Dann erschaffe dir mal eine. Und dann bin ich tief gerührt von dem Bild des Helden, der hoch zu Ross das Kind auf seinen Schoss nimmt, ihm die Welt erklärt, ihm Struktur, Grenzen und Freiheit schenkt. Das vaterlose Kind sucht jemanden, der ihm Grenzen setzt, damit es innere Freiheit erfährt. Väter, die sich ihrer Verantwortung entziehen, sich wegjagen lassen oder wie auch immer die Familie verlassen, helfen mit, noch mehr Wunderkinder zu produzieren, noch mehr vereinsamtes Indigo zu fördern, noch mehr Fitness- und Jugendwahn zu unterstützen, noch mehr Superbegabung zu züchten. Von Natur aus zeigt die Vaterkraft, wo es langgeht, steckt Grenzen, Reviere ab und sorgt für das Leben und Überleben - ob uns das als Frauen passt oder nicht, es gibt biologische Gesetze.

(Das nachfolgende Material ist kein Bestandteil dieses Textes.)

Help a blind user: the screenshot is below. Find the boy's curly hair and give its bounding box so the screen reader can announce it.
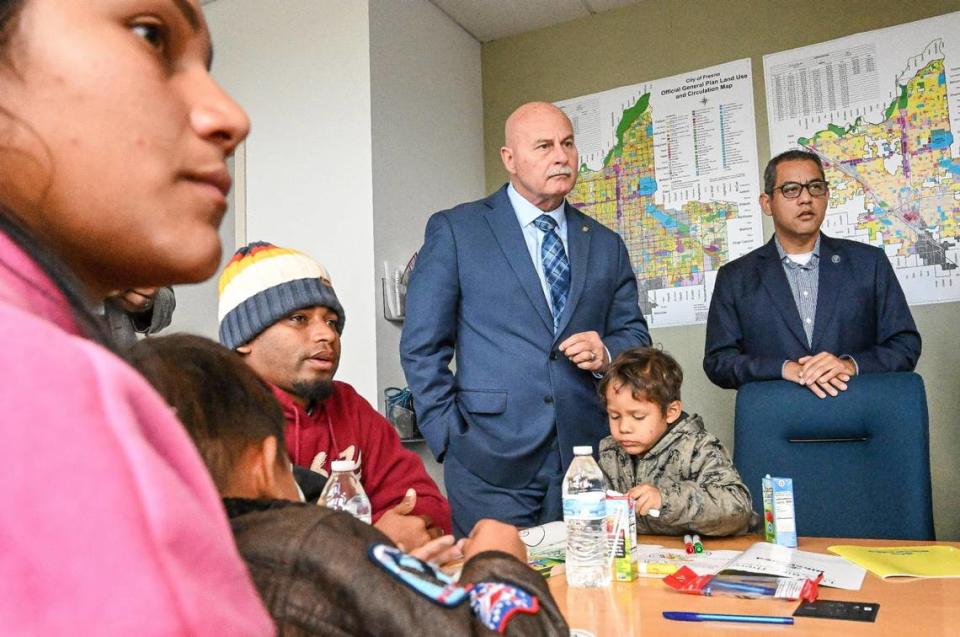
[597,347,683,414]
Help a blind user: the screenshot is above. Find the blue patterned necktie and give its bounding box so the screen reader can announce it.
[533,215,570,332]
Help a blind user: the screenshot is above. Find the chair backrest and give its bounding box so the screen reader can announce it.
[734,372,934,540]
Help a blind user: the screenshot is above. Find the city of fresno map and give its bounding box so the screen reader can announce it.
[557,60,763,327]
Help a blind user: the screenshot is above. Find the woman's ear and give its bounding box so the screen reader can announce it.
[250,436,278,498]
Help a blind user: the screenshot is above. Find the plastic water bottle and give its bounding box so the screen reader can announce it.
[317,460,373,524]
[563,446,610,588]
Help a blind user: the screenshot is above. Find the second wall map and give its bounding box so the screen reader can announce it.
[763,13,960,304]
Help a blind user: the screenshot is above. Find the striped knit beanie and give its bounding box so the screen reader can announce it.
[217,241,344,349]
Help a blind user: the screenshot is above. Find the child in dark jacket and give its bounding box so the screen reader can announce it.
[598,347,753,535]
[131,335,568,636]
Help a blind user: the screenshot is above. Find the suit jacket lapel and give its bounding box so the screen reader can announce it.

Wir können die Folgen ihrer Überschreitung und Missachtung pausenlos sehen, weil sich Kinder Ersatzhelden suchen, wenn der eigene Vater fehlt, wenn die männliche, ordnende, strukturierende Kraft fehlt.
Ehe wir also mit grossem, psychologisch aufgeblähtem Getöse wunderliche Indigokinder propagieren, schauen wir doch mal auf die Lösungsmöglichkeiten, auch im modernen Leben die männliche und weibliche Kraft zugunsten der Kinder aufleben zu lassen. Wenn uns das in unserer Zeit gelingt, könnte das zum achten Weltwunder avancieren, was ein Grund zum Feiern, Tanzen, Singen, Lachen und Jubeln wäre.